From 1 January 2017, the so-called simple share company will be introduced in Slovakia.
The call for changes in entrepreneurship has been answered. The decision to create a new form of company aims to offer a complex solution for risk investment, especially in connection with the start-up phenomenon.
A simple share company (“j.s.a.”) is a corporate entity which joins elements of a limited liability company with those of a public limited company. A simple share company is liable for its debts up to the total amount of its assets. Shareholders are shielded from liability.

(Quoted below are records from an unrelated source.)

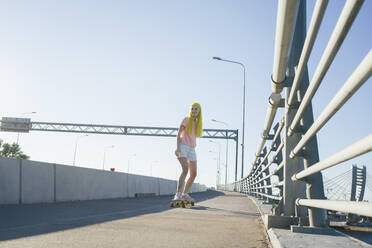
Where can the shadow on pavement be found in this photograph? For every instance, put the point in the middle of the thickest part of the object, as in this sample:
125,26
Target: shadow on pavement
224,211
18,221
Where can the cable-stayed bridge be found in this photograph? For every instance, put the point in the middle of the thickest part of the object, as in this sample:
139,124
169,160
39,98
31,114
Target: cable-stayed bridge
284,180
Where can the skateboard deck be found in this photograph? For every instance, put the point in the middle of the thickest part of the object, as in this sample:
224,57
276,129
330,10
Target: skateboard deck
181,203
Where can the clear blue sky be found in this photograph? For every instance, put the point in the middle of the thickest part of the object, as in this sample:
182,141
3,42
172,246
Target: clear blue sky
143,62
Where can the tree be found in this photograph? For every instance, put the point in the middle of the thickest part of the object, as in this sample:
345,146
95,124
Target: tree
12,151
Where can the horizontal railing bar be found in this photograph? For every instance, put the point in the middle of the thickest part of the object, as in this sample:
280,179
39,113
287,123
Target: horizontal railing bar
277,185
269,196
355,81
273,159
342,27
362,146
359,208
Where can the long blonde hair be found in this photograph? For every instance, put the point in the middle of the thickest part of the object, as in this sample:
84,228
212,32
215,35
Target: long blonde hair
199,124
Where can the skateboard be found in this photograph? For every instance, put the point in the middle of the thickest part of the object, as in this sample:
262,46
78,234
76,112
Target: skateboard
181,203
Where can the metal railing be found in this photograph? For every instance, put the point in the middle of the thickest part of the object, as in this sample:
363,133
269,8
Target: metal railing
296,181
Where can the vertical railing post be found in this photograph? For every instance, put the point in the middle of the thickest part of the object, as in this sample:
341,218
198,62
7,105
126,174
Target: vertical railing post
314,183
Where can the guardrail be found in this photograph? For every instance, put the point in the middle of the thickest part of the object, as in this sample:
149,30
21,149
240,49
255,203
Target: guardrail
297,180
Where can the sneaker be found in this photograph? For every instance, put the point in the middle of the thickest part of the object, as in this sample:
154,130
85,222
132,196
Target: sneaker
186,197
177,196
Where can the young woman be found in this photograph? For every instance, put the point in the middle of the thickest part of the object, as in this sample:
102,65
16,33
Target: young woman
191,127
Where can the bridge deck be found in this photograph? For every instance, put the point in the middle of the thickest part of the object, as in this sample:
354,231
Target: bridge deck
218,220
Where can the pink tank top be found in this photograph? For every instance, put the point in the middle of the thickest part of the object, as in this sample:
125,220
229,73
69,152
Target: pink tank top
188,139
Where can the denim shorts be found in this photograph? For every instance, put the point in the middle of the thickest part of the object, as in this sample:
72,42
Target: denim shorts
187,152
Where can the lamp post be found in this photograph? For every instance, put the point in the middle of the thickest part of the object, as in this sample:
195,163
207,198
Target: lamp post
241,64
151,166
218,170
76,146
227,147
129,161
104,155
27,113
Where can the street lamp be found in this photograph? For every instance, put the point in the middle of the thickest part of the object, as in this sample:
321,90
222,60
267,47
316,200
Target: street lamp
129,162
218,170
241,64
151,166
23,114
104,155
76,146
227,147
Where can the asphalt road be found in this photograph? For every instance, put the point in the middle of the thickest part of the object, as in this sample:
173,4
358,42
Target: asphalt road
218,219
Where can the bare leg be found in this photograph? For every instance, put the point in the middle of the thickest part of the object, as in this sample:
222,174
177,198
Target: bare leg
181,181
192,167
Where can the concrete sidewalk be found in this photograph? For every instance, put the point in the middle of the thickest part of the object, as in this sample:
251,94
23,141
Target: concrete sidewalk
217,220
284,238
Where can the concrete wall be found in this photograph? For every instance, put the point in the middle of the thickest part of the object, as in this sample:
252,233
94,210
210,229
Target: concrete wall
10,180
26,181
37,182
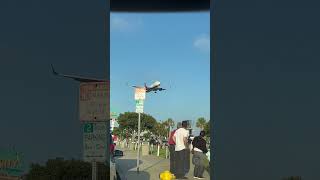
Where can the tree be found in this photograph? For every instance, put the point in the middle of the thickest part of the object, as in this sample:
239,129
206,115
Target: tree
161,130
129,121
64,169
201,123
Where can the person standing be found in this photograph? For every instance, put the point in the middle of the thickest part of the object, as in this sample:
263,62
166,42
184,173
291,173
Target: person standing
172,145
181,140
199,155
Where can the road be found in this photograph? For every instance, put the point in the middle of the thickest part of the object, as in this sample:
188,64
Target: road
150,167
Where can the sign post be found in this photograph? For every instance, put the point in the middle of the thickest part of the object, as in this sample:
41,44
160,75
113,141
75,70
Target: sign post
140,95
93,111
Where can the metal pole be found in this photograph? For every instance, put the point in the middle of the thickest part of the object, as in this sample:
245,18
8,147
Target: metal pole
138,151
94,170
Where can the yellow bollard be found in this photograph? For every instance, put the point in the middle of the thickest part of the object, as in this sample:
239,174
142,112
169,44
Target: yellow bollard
166,175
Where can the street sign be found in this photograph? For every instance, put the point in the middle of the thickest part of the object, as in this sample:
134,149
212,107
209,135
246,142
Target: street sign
11,163
94,141
94,101
140,93
139,106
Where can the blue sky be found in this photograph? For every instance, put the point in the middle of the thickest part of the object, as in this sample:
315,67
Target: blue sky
172,48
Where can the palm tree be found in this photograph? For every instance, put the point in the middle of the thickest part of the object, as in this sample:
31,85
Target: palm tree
201,122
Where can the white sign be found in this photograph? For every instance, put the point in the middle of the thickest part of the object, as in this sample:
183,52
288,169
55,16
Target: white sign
94,142
94,101
140,93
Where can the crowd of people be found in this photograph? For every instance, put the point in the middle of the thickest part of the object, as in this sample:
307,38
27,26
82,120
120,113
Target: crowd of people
180,152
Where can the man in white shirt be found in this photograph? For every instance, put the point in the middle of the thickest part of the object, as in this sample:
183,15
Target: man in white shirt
181,140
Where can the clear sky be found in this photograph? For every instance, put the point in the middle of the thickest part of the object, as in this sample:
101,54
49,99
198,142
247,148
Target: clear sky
173,48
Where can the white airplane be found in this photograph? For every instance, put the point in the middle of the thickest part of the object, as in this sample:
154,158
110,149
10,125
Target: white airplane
154,87
77,78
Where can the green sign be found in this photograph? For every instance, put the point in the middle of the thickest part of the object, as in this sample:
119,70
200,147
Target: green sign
11,163
88,128
139,102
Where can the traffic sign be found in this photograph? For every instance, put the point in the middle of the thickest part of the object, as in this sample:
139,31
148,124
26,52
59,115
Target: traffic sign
139,106
94,142
94,101
140,93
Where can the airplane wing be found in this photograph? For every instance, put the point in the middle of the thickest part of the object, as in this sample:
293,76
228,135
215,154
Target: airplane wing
77,78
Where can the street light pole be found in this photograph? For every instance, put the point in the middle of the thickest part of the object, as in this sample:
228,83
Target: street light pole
138,149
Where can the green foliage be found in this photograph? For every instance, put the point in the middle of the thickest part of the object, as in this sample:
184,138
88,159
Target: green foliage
64,169
129,121
161,129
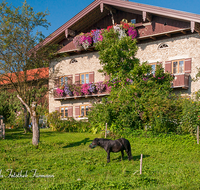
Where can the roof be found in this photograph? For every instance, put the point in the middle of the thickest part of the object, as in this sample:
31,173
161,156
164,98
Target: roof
33,74
96,11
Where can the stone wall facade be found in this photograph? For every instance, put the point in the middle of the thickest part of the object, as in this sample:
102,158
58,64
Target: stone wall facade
83,63
182,47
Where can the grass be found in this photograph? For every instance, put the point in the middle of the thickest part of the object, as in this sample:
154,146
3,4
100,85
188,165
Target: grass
65,161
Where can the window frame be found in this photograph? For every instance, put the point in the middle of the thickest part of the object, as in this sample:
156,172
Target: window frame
178,66
64,111
64,82
85,111
84,77
155,67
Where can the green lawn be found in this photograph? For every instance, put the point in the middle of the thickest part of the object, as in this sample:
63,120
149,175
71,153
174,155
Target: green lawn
65,161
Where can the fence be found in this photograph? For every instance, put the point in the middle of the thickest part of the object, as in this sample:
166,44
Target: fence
2,128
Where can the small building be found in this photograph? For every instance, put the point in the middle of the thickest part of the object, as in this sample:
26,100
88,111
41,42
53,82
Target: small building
167,36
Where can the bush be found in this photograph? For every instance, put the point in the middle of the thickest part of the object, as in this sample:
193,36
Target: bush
66,125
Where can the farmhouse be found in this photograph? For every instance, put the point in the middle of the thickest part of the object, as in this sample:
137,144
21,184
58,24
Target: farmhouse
164,36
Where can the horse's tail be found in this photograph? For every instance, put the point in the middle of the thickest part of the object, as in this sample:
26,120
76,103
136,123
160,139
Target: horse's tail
127,146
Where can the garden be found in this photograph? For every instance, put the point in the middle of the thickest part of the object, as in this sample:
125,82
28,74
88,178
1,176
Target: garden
64,160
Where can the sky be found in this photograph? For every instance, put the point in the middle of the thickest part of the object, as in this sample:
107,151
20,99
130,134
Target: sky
60,11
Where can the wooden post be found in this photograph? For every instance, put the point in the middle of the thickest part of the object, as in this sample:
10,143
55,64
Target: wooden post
141,164
3,131
106,131
1,126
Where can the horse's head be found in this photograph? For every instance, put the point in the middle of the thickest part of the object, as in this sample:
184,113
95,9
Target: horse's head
94,143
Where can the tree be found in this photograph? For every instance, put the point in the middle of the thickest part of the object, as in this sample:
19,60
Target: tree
20,57
138,97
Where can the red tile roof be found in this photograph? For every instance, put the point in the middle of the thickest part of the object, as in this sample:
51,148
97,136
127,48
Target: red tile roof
33,74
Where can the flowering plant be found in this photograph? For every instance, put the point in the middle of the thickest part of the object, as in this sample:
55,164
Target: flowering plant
97,35
77,41
85,88
132,32
77,90
60,92
86,40
100,86
83,40
67,90
91,87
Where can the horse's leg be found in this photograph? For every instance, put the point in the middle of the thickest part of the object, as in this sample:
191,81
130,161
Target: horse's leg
108,156
129,154
122,151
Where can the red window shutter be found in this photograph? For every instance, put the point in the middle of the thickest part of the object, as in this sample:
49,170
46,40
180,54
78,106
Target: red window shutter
168,66
69,79
56,83
77,111
91,76
188,65
77,78
57,109
107,77
70,111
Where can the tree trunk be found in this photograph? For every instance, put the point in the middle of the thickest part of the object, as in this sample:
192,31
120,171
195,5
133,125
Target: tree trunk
35,128
36,132
26,121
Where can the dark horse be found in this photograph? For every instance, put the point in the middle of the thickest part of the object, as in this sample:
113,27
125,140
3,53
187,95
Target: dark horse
113,146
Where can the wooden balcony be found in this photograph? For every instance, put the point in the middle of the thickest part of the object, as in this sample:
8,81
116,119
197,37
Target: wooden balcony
181,81
65,97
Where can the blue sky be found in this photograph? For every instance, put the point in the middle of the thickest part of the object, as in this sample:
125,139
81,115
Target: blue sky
61,11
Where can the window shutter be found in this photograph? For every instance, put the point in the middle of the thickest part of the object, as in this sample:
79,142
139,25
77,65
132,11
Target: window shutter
77,78
188,65
107,77
70,111
56,83
69,79
77,111
91,76
168,66
57,109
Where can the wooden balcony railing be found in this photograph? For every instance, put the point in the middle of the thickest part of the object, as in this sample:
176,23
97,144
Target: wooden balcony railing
181,81
65,96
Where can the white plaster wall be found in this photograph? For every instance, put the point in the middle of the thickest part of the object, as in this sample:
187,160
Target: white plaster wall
187,46
85,63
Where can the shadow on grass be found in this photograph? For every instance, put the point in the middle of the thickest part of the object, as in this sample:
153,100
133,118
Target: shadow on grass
19,134
84,141
134,158
11,134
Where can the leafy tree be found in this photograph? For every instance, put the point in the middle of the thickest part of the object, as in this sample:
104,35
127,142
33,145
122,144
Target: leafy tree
22,51
138,97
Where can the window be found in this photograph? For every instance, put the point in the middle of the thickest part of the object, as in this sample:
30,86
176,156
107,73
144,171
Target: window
84,78
63,81
178,66
162,46
84,110
153,66
63,112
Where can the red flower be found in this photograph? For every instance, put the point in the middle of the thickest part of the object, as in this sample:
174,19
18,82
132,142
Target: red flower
109,27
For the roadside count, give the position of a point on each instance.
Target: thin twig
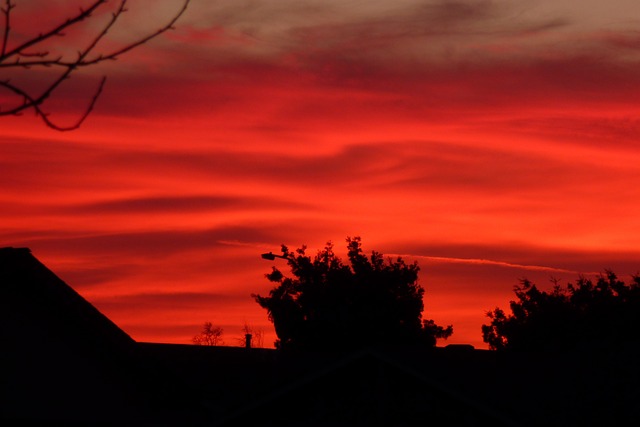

A simple share company can be founded by one or several persons. In contrast to a public limited company, a simple share company cannot be based on a call for subscription of shares. Before the company is established the total value of the registered capital must be subscribed and all contributions paid. This requirement should not pose a problem since the minimum registered capital is one euro. The deed of foundation, or the memorandum of association, must be drafted in the form of a notarial record, and include the company’s internal rules. In these, the shareholders can, for example, limit or exclude transferability of shares.
The company’s shares can only be issued as booked (not chartered) and as registered shares (not bearer shares), meaning that they have to be administered by the central depository, which will also keep a register of shareholders.
Corporate bodies are the general meeting as the supreme body composed of all shareholders, and the board of directors, which manages the company’s activities and acts on its behalf. Appointment of a supervisory board is optional. Contrary to a public limited company, shareholders can also make resolutions outside the general meeting (per rollam). A proposal for a resolution per rollam is sent to the shareholders by the board of directors. Should a shareholder fail to respond, it is considered as a vote against the proposal.
Interestingly, apart from the traditional legal reasons for dissolution of a company, shareholders will also be able to specify any other reasons leading to dissolution.
Apart from merging two simple share companies, a simple share company can also merge with a public limited company, which will be its legal successor. The Commercial Code only allows transformation of a simple share company into a public limited company.